Monday, January 20, 2025

Preys and Predators Part 1 Chapter 16

 

16           The working of the mind

 

Holmes was not a person to ignore possibilities until there were conclusions to it. He visited the murder scenes then, from the first reported one to the latest, and some other possibilities. In the city, an average of three murders were reported daily with numerous more unreported or classified as others. He focussed on the details like the missing organs, the murder act, and the proximity to draw up some map referencing. He then took in the details that others may have ignored or having eluded them.

Observation may lack detail scrutiny if the person doing it was performing functionary or careless, and inconclusive can be biased. The death of a vagrant may not be given the due examination compared to that of the gentleman. It was not the medical examiner fault but the overworked hours and lack of manpower was some factors.

The reports were there in the room alongside the print’s clippings and the short messages from the Baskervilles’ Boys Brigade or the Irregular they were named; youngsters on the streets who serve as Sherlock Holmes’ eyes and ears. They are inconspicuous to many onlookers and can be very attentive to details. Their leader named Wiggins recruited the boys; paid handsomely by Holmes for every tip or news told to him.

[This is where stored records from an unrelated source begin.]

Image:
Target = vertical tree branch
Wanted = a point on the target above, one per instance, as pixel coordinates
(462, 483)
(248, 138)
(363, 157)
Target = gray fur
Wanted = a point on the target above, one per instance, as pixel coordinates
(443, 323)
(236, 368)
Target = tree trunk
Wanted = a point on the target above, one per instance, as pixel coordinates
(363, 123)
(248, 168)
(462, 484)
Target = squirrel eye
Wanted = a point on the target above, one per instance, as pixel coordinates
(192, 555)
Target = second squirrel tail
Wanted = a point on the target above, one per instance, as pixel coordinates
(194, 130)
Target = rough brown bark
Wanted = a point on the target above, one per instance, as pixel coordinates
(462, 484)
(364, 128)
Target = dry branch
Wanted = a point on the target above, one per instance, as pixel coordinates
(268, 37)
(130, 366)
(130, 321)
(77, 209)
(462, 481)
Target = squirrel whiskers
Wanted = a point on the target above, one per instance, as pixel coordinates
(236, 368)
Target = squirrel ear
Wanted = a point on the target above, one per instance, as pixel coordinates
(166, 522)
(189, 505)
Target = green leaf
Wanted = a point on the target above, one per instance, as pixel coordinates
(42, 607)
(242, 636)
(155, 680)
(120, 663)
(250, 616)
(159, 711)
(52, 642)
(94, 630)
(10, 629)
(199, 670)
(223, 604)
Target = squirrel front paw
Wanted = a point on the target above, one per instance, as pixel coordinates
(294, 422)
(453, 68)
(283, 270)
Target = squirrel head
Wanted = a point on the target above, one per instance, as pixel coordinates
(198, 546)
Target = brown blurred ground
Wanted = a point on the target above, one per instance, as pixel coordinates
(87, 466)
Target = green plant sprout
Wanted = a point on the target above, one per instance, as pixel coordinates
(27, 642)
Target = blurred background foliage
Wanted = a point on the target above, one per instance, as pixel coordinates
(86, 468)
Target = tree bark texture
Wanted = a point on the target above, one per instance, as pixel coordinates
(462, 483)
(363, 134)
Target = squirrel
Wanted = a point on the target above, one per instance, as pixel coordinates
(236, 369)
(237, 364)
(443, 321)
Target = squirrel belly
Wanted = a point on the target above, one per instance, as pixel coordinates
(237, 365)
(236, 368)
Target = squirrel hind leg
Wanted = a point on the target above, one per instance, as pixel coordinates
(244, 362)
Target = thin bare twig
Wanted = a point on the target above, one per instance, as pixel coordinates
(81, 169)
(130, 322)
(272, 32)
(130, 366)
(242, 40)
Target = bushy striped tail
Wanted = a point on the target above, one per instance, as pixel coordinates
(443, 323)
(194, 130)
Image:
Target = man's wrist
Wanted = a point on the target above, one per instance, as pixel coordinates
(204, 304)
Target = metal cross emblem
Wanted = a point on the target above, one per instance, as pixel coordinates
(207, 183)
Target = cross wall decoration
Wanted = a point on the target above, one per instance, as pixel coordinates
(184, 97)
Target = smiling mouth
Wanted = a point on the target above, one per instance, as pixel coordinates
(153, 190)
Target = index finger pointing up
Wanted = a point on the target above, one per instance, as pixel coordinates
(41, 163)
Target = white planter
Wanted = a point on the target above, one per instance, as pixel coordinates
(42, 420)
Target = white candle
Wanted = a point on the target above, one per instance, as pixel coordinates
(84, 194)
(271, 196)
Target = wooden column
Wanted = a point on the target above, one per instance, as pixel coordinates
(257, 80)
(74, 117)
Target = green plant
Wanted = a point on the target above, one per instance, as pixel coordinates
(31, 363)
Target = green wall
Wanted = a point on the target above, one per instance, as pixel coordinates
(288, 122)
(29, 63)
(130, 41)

“Artful Dodgers they are.” Holmes praised his boys. The character Artful Dodger was from the writes in Oliver Twist.

“Killed!” Holmes was studying the print on the double murder in the park. Both victims were rowdies on the street with no fear for anyone, yet were killed in the park at night. They were mauled as reported and left there. Yet no one linked it to the other murders for they were the scums and not worth much to report on. The coppers had said their killing was due to rivalry, and their wounds were made by crude tools like meat pickers.

“The organs?” Holmes had frowned on the incomplete report. He had the medical examiner rewarded and was told the more complete findings.

“I did the autopsy. They were cut open by some tools, and some organs were cut but left there. I checked the organs and found it decaying. Probably from overuse of substances or alcohol. Nothing conclusive, and there were some other deaths that came for me to examine then.”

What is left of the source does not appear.